The Board reversed a 2019 decision to the contrary issued during the Trump Administration by a Republican-majority Board.

Friday’s decision returns to a standard first established by the Board during the Obama Administration, when the Board had a Democratic majority. Under that standard, a property owner may exclude off-duty employees of outside contractors (when the employees regularly work there) from engaging in protected activity, but only (1) if the protected concerted activity would significantly interfere with the owner’s use of the property, or (2) where exclusion is justified by another legitimate business reason. The Board did not provide any detailed explanation as to what “interference” it would consider “significant” or what “business reason” it would consider “legitimate” so as to permit the property owner to exclude off-duty contractor employees.

What happened

In 2017, Ballet San Antonio was performing Tchaikovsky’s Sleeping Beauty using recorded, rather than live, music. Musicians of the San Antonio Symphony, a separate company, protested the use of recorded music on the ground that it deprived them of work. The performance was at a center where the Symphony and the Ballet (as well as the local Opera) regularly performed, but the property was owned by a nonprofit foundation that did not control either the Symphony or the Ballet.

At performances of the ballet, Symphony musicians distributed leaflets to ballet patrons as the patrons were entering the performing arts center. Management of the performing arts center prohibited the distribution on its property and required the musicians to move across the street onto a public sidewalk.

In the 2019 decision that the Board has now reversed, the Board said that the foundation, as property owner, could lawfully bar the musicians from foundation property unless (1) the musicians worked “regularly and exclusively” on the property, and (2) the foundation, as property owner, could not show that the musicians had a “reasonable nontrespassory [sic] alternative” for communicating with the public.

After the Board issued its 2019 decision, the union representing the musicians requested review by the U.S. Court of Appeals for the District of Columbia Circuit. In 2021, the D.C. Circuit sent the case back to the Board for reconsideration. That resulted in Friday’s decision, which reversed the 2019 decision.

Rationale for the Obama-era standard

In returning to the 2011 standard on Friday, the Board majority said, “The Act’s promise to employees that they are entitled to organize, bargain collectively, and engage in other concerted activities for their mutual aid or protection rings hollow if employees – while off the clock – cannot engage in protected conduct at the very place where they and their coworkers work.” The Board reasoned that a return to the 2011 standard properly accommodates contractor employees’ rights under the National Labor Relations Act as well as the legitimate interests of the property owners, and avoids creation of incentives for employers to structure work relationships to avoid direct hiring.

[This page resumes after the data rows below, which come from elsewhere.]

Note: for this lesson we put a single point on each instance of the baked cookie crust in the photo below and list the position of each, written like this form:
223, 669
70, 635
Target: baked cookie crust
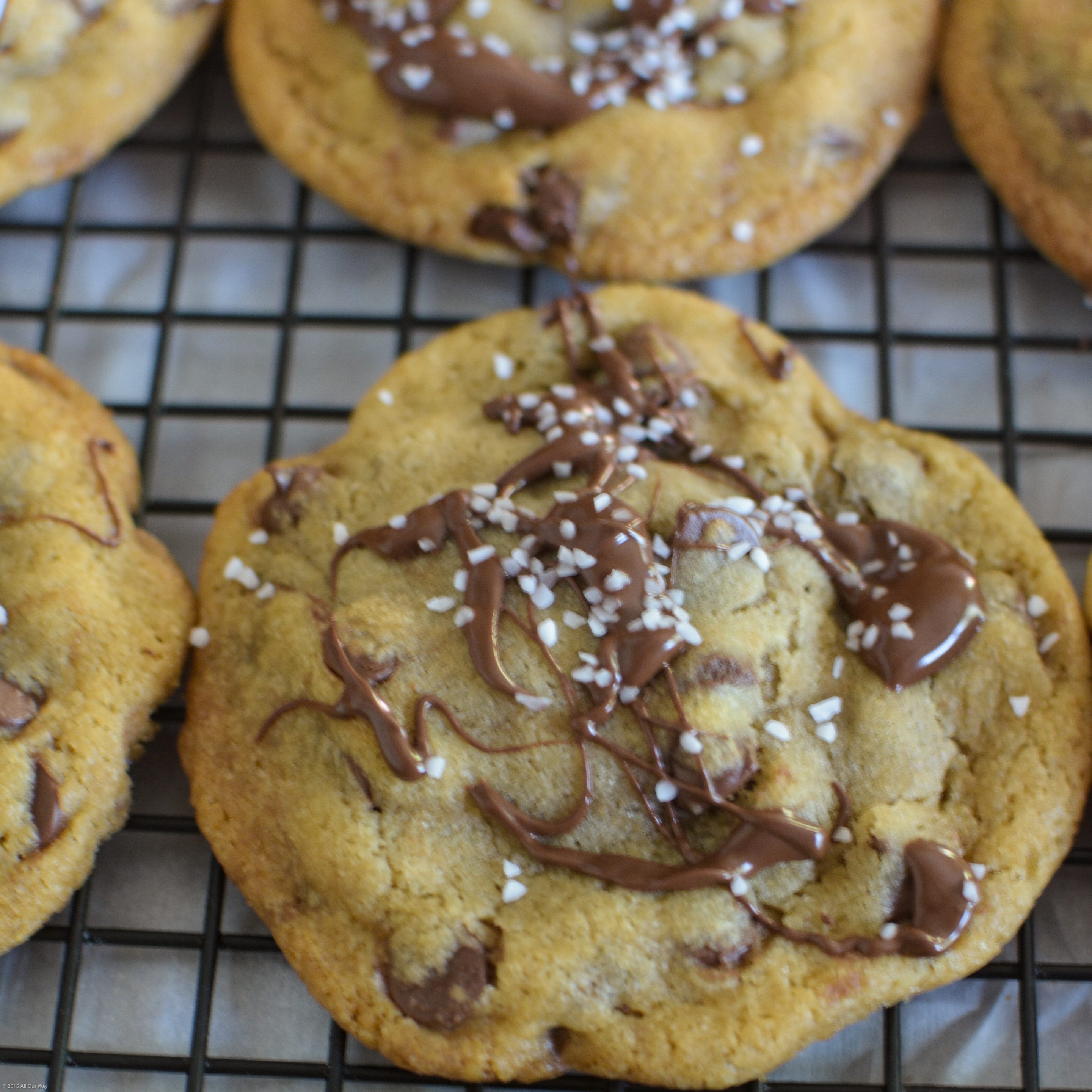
376, 887
1017, 80
93, 637
111, 78
665, 194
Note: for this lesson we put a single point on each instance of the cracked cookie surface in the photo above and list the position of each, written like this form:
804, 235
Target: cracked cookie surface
93, 632
783, 127
78, 78
428, 884
1017, 77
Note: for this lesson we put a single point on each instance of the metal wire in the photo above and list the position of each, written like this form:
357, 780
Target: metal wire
1027, 970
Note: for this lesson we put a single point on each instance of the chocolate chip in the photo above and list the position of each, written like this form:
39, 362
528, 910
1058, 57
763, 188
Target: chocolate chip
46, 806
560, 1039
508, 228
286, 506
17, 709
446, 998
550, 219
555, 204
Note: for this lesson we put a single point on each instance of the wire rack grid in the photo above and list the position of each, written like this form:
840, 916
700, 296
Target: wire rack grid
230, 316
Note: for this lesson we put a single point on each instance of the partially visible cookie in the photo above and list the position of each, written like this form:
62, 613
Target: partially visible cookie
78, 77
1017, 77
638, 140
612, 699
93, 632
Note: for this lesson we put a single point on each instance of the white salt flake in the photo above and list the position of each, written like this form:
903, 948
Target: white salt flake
667, 791
826, 710
752, 146
513, 891
1020, 705
533, 701
690, 743
777, 730
1038, 606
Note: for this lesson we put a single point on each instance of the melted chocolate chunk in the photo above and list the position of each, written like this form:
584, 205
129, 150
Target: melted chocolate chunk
549, 220
50, 821
718, 958
916, 604
446, 998
719, 670
286, 506
18, 709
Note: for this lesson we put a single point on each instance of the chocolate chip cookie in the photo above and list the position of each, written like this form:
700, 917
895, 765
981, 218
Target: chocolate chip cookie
94, 617
612, 699
638, 139
79, 76
1017, 77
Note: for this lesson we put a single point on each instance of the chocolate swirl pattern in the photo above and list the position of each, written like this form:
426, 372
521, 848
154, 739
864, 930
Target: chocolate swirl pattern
913, 602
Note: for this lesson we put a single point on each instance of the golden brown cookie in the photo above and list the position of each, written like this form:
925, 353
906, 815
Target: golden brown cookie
650, 141
635, 710
76, 78
1017, 77
93, 632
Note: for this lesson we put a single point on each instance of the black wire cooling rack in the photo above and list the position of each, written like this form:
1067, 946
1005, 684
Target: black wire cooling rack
1001, 258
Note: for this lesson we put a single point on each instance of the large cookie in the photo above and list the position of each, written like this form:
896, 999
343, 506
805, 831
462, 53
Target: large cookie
93, 632
800, 756
632, 139
1017, 77
77, 77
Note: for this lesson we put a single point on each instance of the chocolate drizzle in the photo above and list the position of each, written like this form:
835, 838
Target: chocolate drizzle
459, 78
605, 424
114, 539
18, 709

NLRB Chair Lauren McFerran commented in a Board press release,

For contractor employees, the right to exercise their Section 7 rights at their workplace – where they interact with their coworkers and are most impacted by their employer’s decisions – is critical to making the protections of the Act a reality. . . . Today’s decision ensures that contract employees’ rights are protected and respected in a manner appropriate to the nature of their employment.

She was joined in the decision by Democratic Members David Prouty and Gwynne Wilcox.

The dissent

Republican Members John Ring and Marvin Kaplan said that that the Board majority had abandoned any efforts at balance and put the rights of outside contractor employees above those of property owners.

As a side note, Member Ring’s term ended Friday, December 16. Thus far, President Biden has not nominated anyone to fill this “Republican” seat.

Implications for employers

As a first step, property owners who themselves are employers subject to the Board’s jurisdiction may want to assess which outside contractor employees are permitted to be on their property (or in their facilities) and anticipate what protected concerted activities those employees may be inclined to engage in on their premises. This could include activity aimed at the contractor-employer, the property owner, or other third-party entities (such as the Ballet involved in this case).

Once the initial assessment is complete, property owners may want to consider making operational plans for future events that will minimize the impact on visitors – such as customers, suppliers, vendors, or secondary employers who do not directly employ the contractor employees – and on themselves.